Revue Spécialiséé Trimestrielle

L’IMPACT DE LA CROYANCE RELIGIEUSE SUR LE PATRIMOINE CULTUREL NARRATIF OMANAIS

Issue 52
L’IMPACT DE LA CROYANCE RELIGIEUSE  SUR LE PATRIMOINE CULTUREL NARRATIF OMANAIS

Syma Isa

Le récit populaire se fonde, à l’instar de n’importe quelle autre œuvre de création, sur l’imagination, laquelle trouve un terrain fertile dans les croyances religieuses et morales qui se sont accumulées sur de longues périodes dans la mémoire collective de chaque peuple. C’est là en effet que l’imagination puise son inspiration, surtout lorsque l’homme essaie d’expliquer des événements surprenants et mystérieux comme les épidémies ou la mort mais aussi les formations montagneuses qui présentent un aspect étrange. Elle puise également dans les croyances religieuses, en particulier celles qui remontent aux premiers âges pendant lesquels l’homme a pris conscience de lui-même et tenté de comprendre son existence et la place qui est la sienne dans l’univers. 

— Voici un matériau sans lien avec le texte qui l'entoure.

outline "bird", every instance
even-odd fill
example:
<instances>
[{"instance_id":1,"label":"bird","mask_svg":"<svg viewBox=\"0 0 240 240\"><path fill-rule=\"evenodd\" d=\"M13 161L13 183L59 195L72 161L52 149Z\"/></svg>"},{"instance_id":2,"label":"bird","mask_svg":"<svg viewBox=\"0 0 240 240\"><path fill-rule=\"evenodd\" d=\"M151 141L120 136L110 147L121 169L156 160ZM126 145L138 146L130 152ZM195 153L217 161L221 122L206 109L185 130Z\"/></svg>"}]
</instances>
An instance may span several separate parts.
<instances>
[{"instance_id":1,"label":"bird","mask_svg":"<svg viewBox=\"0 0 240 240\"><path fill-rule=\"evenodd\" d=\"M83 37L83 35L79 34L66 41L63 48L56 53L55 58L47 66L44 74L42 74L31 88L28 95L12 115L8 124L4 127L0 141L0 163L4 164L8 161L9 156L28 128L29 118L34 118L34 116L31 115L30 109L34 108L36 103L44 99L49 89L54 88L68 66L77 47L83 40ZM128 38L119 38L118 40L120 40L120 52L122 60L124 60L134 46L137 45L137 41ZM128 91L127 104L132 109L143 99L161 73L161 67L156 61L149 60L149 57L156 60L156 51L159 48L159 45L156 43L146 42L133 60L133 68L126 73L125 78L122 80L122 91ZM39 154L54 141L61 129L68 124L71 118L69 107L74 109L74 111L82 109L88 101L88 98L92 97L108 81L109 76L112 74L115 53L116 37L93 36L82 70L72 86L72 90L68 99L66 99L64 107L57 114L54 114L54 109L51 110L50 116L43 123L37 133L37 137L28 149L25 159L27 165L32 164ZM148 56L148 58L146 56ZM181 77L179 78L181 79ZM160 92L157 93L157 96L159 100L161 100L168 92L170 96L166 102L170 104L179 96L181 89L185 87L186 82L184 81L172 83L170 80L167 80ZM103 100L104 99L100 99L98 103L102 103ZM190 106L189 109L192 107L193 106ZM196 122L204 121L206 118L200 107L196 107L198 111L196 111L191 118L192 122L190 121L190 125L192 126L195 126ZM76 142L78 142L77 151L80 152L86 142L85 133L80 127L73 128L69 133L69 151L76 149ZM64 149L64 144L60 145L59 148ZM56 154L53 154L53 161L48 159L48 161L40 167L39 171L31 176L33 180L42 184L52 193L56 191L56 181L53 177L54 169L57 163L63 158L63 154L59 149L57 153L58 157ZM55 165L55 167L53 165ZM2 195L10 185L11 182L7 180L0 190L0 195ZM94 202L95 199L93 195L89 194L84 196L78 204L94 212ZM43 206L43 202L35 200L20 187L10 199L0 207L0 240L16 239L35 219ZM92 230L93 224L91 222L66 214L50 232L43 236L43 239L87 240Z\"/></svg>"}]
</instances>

Dans l’ancienne société maritime omanaise, sur ces côtes où l’implantation humaine remonte à 3400 ans avant J-C, les populations de l’époque qui étaient confrontées aux tumultes et périls de l’océan étaient persuadées que l’homme se transformait après sa mort en tortue. C’est ce qu’a révélé la découverte des tombeaux marins de Ras al Hamra, à Mascate, dont les vestiges ont été explorés par la mission archéologique italienne au cours des années 80 du siècle dernier et où l’on voit les squelettes des défunts placés en position de tortues. Les deux auteurs de l’Encyclopédie À l’ombre des ancêtres : les fondements de la civilisation omanaise, feu Sergio Clausio et feu Maurizio Tozzi, déclarent : « Les tortues continuent à occuper une place importante dans les légendes qui ont cours dans certaines sociétés de pêcheurs vivant sur les côtes de l’Inde bordées par l’Océan indien. Les habitants de ces régions les considèrent comme les ancêtres des marins, voire, dans certains cas, comme d’anciens marins. Un auteur grec rapporte que les mangeurs de poissons qui se sont établis sur les côtes d’Arabie prétendaient que leurs ancêtres étaient eux-mêmes des poissons. Nous pouvons affirmer que les tortues ont joué ce rôle au cours du quatrième millénaire avant J.C. Les traces de poissons ainsi que l’orientation donnée à ces sépultures montrent que le promontoire de Ras al Hamra était habité six mois par an, en automne et en hiver, de chaque année. »

[…] L’influence des croyances religieuses s’est perpétuée jusqu’à l’époque où étaient apparues à Oman les premières religions révélées, et en particulier la religion judaïque. C’est dans la province d’Izki que se rencontrent les plus anciennes implantations agraires à l’intérieur d’Oman, telle la caverne de Jernan, (Jernan étant l’ancien nom d’Izki), laquelle n’a jamais été explorée par quiconque jusqu’en ses ultimes profondeurs. La croyance populaire affirme que c’est à l’intérieur de cette caverne que se cache le veau d’or qui fut adoré par les anciens Hébreux avant qu’ils ne croient finalement en Dieu à l’appel de son Prophète, Moïse. Cette croyance était naturellement associée à de nombreux récits populaires qui relevaient d’une ancienne historisation de la mémoire judaïque à Oman, où il apparaît que l’événement le plus important est la visite effectuée sur son chemin vers la reine de Saba par le Prophète Salomon fils de David à la ville de Salout.

Diverses études ont été consacrées à ce récit, au vu de l’importance de cette rencontre dans son rapport avec les débuts de l’instauration de la société agraire à Oman, dont les plus connues sont celles de l’historien britannique John Wilkinson et du chercheur omanais Cheikh Khamis al Adaoui qui ont donné lieu à des interprétations divergentes. À cela il faut ajouter les fouilles effectuées par les missions archéologiques dans les ruines de la ville antique de Samahrem qui ont permis de découvrir les temples et les sculptures que nous ont légués les zélateurs de la lune Sin, le Dieu sémite qu’adorèrent dans les temps anciens les peuples du sud de la Péninsule arabique avant de croire aux religions révélées successives. Ces peuples adorèrent ensuite Inana, la fille du Dieu Sin, un culte dont les échos retentissent encore dans le chant des bergers des Monts du Dhofar. 

L’auteur se propose dans une prochaine étude d’analyser en détail les récits d’origine religieuse judaïque et d’examiner les diverses lectures qui en ont été faites.